[derefr]

The question is whether every single router between the attacker and the destination accepts that block and passes it on. TCP window scaling will get an ISO across a building faster, or data from EC2 to S3 faster, but it won't get your 8MB block through the internet backbone.

And, keeping in mind, that if you do manage to break something, it'll likely be the very first router in the chain, not the destination system. Exploiting said router in such a way that it will exactly rebroadcast the problematic packet (i.e. perform its intended function), from within your own shellcode--and then continuing that chain all the way to the destination--would be quite a feat.

[Xylakant]

Depending on where the attacker and where the potential victim are located and depending the protocol used and on how the network is structured all of that may or may not be a problem for the attacker.

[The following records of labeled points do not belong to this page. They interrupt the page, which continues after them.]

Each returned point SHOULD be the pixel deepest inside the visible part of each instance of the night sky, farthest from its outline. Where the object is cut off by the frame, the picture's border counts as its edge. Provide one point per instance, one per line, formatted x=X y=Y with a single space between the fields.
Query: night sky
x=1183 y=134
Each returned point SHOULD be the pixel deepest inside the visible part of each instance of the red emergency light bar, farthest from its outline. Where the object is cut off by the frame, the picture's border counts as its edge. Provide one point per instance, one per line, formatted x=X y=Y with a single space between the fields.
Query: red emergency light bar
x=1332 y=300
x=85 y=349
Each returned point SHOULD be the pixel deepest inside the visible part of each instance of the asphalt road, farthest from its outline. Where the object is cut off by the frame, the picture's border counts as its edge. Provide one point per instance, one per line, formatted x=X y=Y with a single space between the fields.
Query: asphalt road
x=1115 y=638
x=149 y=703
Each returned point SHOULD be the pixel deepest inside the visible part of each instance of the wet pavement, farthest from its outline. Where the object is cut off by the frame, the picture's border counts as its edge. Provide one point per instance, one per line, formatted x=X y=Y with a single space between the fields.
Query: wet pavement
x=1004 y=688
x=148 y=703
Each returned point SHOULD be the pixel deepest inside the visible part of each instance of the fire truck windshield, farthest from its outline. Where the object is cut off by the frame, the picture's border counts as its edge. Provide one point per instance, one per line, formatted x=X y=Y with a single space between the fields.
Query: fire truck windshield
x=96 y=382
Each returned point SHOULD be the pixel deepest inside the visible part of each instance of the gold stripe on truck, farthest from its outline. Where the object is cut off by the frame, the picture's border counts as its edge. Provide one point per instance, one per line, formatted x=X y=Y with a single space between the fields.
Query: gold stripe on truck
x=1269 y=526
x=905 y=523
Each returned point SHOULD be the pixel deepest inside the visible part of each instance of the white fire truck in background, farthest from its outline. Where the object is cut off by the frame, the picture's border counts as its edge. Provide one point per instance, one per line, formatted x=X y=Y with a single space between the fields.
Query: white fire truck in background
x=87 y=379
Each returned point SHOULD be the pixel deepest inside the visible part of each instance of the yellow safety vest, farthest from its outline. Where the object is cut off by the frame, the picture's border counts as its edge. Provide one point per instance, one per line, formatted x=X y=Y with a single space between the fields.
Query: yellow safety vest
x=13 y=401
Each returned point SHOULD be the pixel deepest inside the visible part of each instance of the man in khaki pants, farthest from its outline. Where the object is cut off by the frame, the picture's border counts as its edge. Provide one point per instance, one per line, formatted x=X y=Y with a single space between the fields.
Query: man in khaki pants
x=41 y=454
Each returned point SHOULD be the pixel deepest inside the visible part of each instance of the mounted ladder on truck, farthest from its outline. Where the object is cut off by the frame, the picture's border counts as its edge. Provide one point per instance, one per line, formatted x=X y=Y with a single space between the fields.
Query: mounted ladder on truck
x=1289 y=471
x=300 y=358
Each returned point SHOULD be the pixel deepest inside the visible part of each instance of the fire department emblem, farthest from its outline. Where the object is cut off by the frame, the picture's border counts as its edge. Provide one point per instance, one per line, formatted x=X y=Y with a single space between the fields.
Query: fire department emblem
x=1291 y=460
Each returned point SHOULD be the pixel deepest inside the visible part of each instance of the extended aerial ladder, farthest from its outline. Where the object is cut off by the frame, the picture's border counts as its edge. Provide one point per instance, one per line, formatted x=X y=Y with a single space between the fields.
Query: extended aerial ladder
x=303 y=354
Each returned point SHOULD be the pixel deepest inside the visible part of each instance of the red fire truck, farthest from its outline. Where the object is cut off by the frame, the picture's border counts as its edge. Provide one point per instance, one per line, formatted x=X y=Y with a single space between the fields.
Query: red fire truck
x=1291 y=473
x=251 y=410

Maybe he already owned the last router before the victim via a totally unrelated issue and it's just a single hop. I concur that this bug is unlikely to be exploited in the wild but I'm generally opposed to the statement "yes, that may be a critical problem, but who would do that?!" People that want to attack you do that.

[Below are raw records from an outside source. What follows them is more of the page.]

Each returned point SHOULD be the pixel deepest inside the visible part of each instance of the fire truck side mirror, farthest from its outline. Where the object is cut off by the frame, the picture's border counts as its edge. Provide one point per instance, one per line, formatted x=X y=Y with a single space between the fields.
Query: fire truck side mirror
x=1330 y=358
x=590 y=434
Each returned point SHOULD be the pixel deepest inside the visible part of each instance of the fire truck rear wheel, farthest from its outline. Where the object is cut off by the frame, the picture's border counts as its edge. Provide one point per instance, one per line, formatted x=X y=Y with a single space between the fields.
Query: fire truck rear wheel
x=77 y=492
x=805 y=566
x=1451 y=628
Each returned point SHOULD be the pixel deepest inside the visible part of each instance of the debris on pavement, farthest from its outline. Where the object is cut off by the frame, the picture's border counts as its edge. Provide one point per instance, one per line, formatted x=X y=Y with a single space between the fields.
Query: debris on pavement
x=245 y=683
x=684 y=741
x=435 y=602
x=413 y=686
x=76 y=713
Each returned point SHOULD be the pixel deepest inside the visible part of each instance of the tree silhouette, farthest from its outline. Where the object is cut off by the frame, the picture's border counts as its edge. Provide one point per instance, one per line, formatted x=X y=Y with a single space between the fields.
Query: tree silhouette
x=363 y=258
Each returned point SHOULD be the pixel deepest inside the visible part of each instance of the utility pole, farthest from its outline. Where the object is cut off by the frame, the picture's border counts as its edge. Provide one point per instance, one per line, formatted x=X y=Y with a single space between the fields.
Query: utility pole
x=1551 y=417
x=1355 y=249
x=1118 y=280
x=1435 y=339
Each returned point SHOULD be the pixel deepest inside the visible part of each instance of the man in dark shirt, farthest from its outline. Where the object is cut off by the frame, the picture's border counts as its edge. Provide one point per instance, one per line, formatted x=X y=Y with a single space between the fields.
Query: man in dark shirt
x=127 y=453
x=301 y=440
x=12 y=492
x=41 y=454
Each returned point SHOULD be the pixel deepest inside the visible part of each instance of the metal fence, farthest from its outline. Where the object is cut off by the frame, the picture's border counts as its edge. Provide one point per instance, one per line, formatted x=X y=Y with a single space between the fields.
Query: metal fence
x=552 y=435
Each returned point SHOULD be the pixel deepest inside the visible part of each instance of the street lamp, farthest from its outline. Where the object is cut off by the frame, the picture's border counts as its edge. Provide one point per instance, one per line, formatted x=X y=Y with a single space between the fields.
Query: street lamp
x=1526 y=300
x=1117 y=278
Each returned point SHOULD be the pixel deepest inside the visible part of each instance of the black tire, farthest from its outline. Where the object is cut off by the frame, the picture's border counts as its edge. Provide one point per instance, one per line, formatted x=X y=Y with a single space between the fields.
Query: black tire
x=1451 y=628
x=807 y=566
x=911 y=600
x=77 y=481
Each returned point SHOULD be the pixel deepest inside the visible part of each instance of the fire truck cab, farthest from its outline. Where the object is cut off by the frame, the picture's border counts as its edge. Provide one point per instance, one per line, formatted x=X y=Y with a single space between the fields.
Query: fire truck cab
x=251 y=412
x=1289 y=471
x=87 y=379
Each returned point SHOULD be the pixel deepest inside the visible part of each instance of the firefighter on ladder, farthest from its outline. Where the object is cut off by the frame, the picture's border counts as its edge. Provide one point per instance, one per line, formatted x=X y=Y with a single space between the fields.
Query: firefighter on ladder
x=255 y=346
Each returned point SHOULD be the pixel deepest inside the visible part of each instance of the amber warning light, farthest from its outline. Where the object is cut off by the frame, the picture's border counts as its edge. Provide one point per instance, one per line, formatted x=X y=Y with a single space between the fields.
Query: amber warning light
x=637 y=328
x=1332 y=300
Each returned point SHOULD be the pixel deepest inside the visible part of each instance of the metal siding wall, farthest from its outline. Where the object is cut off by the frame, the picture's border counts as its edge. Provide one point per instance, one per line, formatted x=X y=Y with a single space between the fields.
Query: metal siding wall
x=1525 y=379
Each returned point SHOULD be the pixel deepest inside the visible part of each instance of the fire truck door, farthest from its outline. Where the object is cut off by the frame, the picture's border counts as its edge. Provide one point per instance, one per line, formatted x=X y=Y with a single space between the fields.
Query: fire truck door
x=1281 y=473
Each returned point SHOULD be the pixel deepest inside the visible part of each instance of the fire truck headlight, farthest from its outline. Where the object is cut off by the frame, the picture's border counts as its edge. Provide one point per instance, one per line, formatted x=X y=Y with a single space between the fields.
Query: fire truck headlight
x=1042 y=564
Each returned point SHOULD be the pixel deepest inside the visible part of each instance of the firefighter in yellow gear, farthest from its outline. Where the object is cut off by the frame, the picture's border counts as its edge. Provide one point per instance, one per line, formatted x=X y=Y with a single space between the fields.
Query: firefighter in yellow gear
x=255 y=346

Today I read an article where the response to a critical flaw in a process was "but that's not a real world scenario, those actions would need to be done deliberately and that would require criminal energy." Phew, we're safe then. Only positive energy around, move along, nothing to see here.

[derefr]

I wasn't so much saying "phew, you can relax" as I was saying "this is why you haven't seen a new Internet worm based on this concept."

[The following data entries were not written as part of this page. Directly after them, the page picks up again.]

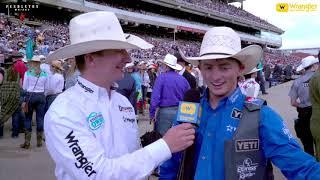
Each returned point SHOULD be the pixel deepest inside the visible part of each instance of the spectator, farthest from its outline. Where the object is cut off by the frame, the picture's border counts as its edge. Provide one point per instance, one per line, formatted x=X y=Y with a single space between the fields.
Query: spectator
x=168 y=90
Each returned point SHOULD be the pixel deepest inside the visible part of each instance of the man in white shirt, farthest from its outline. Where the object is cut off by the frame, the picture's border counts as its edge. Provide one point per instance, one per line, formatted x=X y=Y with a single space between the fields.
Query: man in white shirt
x=91 y=130
x=250 y=87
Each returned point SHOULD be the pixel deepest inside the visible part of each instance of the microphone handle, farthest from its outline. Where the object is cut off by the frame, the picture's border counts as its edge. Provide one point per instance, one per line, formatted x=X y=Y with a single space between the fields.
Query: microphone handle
x=186 y=169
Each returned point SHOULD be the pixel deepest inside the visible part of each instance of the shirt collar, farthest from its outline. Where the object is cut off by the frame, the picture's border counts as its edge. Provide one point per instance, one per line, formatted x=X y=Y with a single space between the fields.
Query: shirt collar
x=182 y=71
x=233 y=98
x=92 y=90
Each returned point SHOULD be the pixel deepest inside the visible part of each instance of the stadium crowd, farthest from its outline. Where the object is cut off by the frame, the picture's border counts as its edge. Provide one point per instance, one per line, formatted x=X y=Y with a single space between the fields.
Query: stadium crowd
x=160 y=77
x=204 y=5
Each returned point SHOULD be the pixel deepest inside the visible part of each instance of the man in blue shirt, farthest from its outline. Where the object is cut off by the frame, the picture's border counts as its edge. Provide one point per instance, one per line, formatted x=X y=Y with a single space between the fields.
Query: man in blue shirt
x=221 y=62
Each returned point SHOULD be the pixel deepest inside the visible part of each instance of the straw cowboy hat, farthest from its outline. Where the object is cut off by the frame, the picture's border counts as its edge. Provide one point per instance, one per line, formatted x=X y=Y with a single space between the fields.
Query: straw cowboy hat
x=36 y=58
x=253 y=70
x=129 y=65
x=306 y=62
x=96 y=31
x=224 y=42
x=57 y=64
x=171 y=61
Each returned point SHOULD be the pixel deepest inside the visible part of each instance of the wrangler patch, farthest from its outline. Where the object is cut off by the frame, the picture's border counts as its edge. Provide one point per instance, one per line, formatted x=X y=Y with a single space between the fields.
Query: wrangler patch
x=245 y=145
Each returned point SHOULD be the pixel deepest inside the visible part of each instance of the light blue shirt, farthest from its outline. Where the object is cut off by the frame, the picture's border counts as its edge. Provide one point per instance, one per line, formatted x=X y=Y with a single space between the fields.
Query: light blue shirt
x=217 y=125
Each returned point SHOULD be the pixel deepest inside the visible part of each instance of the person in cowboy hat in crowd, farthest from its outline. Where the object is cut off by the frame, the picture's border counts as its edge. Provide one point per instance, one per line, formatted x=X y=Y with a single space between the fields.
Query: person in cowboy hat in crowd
x=130 y=69
x=237 y=137
x=314 y=87
x=34 y=84
x=152 y=69
x=18 y=65
x=190 y=78
x=55 y=82
x=72 y=73
x=250 y=87
x=91 y=130
x=18 y=117
x=127 y=86
x=168 y=90
x=145 y=84
x=300 y=98
x=9 y=97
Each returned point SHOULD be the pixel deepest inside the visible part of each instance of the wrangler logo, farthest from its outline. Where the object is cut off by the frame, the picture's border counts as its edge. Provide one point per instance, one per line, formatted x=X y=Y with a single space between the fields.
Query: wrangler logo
x=282 y=7
x=244 y=145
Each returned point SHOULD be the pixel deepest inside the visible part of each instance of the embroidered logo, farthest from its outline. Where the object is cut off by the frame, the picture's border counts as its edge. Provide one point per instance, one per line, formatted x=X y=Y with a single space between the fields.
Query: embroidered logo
x=125 y=109
x=95 y=120
x=231 y=128
x=244 y=145
x=82 y=161
x=247 y=169
x=236 y=113
x=87 y=89
x=126 y=119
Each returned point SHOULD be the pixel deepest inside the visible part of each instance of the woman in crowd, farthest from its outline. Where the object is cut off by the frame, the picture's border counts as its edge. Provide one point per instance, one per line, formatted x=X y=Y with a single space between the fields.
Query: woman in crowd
x=72 y=73
x=55 y=82
x=10 y=96
x=249 y=86
x=35 y=84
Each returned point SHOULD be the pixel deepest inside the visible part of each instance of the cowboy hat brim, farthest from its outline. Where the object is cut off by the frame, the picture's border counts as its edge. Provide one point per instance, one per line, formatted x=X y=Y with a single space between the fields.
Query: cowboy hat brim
x=248 y=56
x=254 y=70
x=177 y=67
x=72 y=50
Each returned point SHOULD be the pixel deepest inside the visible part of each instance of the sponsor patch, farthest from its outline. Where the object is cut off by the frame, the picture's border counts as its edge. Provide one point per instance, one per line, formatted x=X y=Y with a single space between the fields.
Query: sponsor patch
x=245 y=145
x=82 y=161
x=236 y=113
x=125 y=109
x=305 y=84
x=95 y=120
x=247 y=169
x=86 y=89
x=125 y=119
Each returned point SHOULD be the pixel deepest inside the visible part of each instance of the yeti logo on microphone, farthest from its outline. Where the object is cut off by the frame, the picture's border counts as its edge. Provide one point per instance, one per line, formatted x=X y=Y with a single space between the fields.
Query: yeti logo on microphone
x=188 y=112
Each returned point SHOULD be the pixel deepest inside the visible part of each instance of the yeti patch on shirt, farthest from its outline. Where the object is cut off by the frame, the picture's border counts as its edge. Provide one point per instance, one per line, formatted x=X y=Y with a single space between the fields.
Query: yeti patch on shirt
x=95 y=120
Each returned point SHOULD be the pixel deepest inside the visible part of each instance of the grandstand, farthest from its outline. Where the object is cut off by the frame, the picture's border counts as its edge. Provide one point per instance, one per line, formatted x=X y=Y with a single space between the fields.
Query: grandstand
x=165 y=23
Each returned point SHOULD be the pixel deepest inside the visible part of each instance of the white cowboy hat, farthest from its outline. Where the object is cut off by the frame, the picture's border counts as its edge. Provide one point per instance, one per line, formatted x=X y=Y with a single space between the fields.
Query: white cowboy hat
x=96 y=31
x=253 y=70
x=36 y=59
x=224 y=42
x=128 y=65
x=306 y=62
x=171 y=61
x=57 y=64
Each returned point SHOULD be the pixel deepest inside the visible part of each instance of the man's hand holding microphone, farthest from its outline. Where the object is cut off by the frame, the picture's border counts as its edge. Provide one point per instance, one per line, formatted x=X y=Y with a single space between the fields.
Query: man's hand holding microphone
x=180 y=137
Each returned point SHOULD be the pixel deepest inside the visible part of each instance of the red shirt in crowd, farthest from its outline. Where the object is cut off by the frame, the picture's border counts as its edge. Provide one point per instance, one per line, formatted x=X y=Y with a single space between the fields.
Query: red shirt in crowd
x=20 y=67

It can still, of course, be done in one-off scenarios (attacking a peer on a guest wi-fi network is one easy possibility) but it's not Heartbleed-level scary, because you can't just "scan the Internet" for the vulnerability, and attack every vulnerable thing you find to useful result.

[noselasd]

That's not particularly relevant, you're thinking at the wrong layer. Seen from a program sitting on top of TCP, there's no such thing as a TCP message/block. You can very well grab a single 16MB chunk with 1 read() call, if the socket buffer is sized for that.

Or you can append incoming data to a big internal buffer which you pass through decompression once that buffer fills up.

You would have to look at protocols sitting above TCP that transfers compressed data, that typically would define a message based protocol, and how an implementation decompresses that data.

[jacquesm]

Doesn't the compression happen at the frame level rather than at the connection level?